Second living room of the Stone family residence in Purchase, New York. Photograph by Clare Stone.
In New York in the early 1980s, from time to time I would visit Allan’s gallery on Madison Avenue, a few blocks from ours. We shared a connection at the time, as fellow gallerists and collectors.
When we started hosting exhibitions, he regularly came by to see the new arrivals. He liked to discuss the works – often, but not only, those which he had in mind for his own collection. It was the work of art itself that interested him, more than its history or ritual meaning. Each work prompted discussions on its inventiveness, its artistic qualities, its age, its price, and, with his very American approach, what score it merited as compared to others of the same type. We talked also about paintings, of course - we shared the same tastes, and Hélène and I still have a monumental work by Ronald Gonzales that Allan showed in the early 1990s. At one point he thought about buying an old building on the grounds of Bennett College that he wanted to turn into an artists' residence, and he described to me the pleasures as well as the problems (of finances, deadlines, health) that he had with each of the “foals” in his stable. We also talked about collections: he knew everyone, and everyone knew him.

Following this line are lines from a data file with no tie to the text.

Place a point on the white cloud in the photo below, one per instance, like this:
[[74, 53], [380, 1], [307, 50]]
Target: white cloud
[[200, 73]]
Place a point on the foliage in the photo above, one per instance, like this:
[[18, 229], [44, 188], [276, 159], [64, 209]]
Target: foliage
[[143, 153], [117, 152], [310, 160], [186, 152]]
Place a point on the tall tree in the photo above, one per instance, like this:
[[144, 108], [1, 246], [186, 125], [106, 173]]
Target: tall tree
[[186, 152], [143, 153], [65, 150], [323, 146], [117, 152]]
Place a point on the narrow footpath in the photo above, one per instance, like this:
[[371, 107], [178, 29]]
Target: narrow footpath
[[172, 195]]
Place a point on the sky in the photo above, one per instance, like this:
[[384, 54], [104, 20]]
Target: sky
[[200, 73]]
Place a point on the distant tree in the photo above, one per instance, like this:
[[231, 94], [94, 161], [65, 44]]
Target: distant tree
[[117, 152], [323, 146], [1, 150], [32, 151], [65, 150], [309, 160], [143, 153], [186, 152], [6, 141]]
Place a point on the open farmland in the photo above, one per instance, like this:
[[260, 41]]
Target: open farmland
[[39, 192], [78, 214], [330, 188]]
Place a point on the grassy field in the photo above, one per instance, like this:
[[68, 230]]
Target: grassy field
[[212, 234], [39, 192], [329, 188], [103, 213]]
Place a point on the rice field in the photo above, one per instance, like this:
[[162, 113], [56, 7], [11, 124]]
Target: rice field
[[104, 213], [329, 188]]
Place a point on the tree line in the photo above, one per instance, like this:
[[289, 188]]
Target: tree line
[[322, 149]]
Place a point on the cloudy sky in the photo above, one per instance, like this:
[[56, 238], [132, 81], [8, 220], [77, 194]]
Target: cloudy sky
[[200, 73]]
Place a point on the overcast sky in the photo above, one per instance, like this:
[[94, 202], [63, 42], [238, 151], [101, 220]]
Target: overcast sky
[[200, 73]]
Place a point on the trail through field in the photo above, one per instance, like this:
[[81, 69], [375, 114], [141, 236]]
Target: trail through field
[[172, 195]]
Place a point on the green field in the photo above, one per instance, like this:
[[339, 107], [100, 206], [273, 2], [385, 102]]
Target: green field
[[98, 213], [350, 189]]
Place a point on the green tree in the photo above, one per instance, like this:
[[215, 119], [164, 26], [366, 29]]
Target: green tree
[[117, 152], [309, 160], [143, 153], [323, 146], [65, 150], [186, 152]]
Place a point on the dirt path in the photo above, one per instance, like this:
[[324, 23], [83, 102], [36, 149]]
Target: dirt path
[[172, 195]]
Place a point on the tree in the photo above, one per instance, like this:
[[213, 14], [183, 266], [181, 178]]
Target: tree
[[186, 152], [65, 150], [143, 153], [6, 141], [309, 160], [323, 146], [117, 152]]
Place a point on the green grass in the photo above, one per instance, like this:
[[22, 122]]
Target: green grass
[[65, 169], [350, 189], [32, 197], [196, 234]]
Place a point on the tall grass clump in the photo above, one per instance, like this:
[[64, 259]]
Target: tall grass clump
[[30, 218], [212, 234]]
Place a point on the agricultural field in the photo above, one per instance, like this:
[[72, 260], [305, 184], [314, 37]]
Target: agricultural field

I seem to remember that the first thing he bought from us was a Songye statuette adorned with a crown of feathers (see lot 119), that had been featured on the invitation card for the first exhibition we held in the new gallery that we opened on Madison Avenue in 1985. These “power figures” were already at that time very highly coveted. He was fascinated by the world of “fetishes”. You would never have seen a Dan or Baule mask in his house. This distinctive taste of his was concerned also with the mysterious, and the surreal. He had been, for example, one of the first to take an interest in the boxes of Joseph Cornell.
At his home, where Hélène and I were his guests a number of times, artwork consumed all available space, just as it did in his office. Once works entered his collection, they never again left, but instead lived joyfully together with each other. From this assemblage was born a fascinating reverberation, dense and powerful, just like the works he loved.
Allan was not only a great collector of African and Oceanic art. He was a great collector of everything that interested him: paintings and sculpture, yes, but equally: cars, Bugatti furniture, books …
Allan was, in one or two words: unconfined, curious. Passionate.